Here are Team Sunweb's early Vuelta roster plans:

The final Grand Tour of the season, the Vuelta a España, is nearly upon us and Team Sunweb are pleased to reveal their long-list of 13 riders for the race. The 2017 edition is composed of five flat stages, one flat finish at high-altitude, eight uphill stages, five mountain stages, an individual time trial and a team time trial to open the race.

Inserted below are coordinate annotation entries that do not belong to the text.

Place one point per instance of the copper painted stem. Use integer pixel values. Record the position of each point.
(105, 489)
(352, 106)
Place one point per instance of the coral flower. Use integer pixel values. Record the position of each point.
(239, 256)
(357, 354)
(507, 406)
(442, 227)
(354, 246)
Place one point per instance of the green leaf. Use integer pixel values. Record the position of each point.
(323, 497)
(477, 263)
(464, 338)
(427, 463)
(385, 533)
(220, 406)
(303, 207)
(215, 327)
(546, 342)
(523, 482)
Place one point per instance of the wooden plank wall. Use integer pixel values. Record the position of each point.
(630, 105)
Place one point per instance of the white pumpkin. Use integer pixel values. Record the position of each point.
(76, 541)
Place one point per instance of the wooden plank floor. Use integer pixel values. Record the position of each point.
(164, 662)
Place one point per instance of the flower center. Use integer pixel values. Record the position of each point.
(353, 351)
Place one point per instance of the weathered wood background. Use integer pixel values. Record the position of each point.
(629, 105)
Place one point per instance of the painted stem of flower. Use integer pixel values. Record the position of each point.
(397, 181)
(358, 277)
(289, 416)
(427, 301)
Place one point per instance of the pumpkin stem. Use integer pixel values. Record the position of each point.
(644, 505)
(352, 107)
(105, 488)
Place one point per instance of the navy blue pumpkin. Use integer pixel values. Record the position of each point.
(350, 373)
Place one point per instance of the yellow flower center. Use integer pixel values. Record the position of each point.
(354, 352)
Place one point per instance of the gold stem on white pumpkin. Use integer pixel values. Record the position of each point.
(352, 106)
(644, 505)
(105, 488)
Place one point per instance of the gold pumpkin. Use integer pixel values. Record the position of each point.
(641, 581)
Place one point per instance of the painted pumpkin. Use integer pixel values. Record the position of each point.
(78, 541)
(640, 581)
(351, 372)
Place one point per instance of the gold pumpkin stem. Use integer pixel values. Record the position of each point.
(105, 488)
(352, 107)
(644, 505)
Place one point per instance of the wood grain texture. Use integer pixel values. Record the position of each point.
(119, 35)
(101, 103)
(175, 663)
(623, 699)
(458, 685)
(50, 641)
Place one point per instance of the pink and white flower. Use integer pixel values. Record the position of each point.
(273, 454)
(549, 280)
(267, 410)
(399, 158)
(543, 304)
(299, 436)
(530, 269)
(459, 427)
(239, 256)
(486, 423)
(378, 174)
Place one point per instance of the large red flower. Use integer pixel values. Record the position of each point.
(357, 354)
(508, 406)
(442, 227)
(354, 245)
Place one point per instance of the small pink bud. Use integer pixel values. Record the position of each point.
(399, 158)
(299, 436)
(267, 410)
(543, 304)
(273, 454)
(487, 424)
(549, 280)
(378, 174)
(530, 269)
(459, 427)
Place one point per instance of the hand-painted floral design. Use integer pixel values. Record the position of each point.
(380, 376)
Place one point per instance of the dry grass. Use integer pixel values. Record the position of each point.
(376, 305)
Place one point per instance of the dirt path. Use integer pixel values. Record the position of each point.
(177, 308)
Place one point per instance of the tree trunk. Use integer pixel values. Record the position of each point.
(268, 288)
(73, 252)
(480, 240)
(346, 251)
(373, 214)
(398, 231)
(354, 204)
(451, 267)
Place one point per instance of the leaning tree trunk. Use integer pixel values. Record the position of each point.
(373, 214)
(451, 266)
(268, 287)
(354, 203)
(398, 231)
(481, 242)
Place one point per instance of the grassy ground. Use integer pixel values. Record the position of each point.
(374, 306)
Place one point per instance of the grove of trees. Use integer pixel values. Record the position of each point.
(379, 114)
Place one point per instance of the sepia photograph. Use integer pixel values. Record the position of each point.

With five potential Grand Tour debutants on the long-list, the Vuelta will become an important stepping stone for Team Sunweb's talent development for the future. Wilco Kelderman (NED) is a rider whom the team had already confirmed participation of during Team Sunweb's Launch at Münster-Osnabrück, Germany, last January. After crashing out of the Giro on stage nine with a fractured finger, the 26-year-old Dutchman prepares for his second Grand Tour start this year and will go to Spain to explore his opportunities for the overall, without pressure on results.

Wilko kelderman

Wilco Kelderman at last year's Tour de France

Ahead of the race Team Sunweb coach Marc Reef (NED) said: "We have a good mix of riders on our long-list with a variety of skills that will be valuable in different types of stages and race situations. With our ambition in mind to explore our overall possibilities, we will need a team with time trial, climbing and Grand Tour experience to be competitive throughout the three weeks of racing. As always in Spain, the parcours are really challenging and we have been preparing over the past months extensively so we know exactly what to expect.

"Coming off the back of a really successful Grand Tour season for Team Sunweb, we hope to continue the momentum in Spain and can use the extra knowledge and experience gathered during these successes to help us on our journey to Madrid."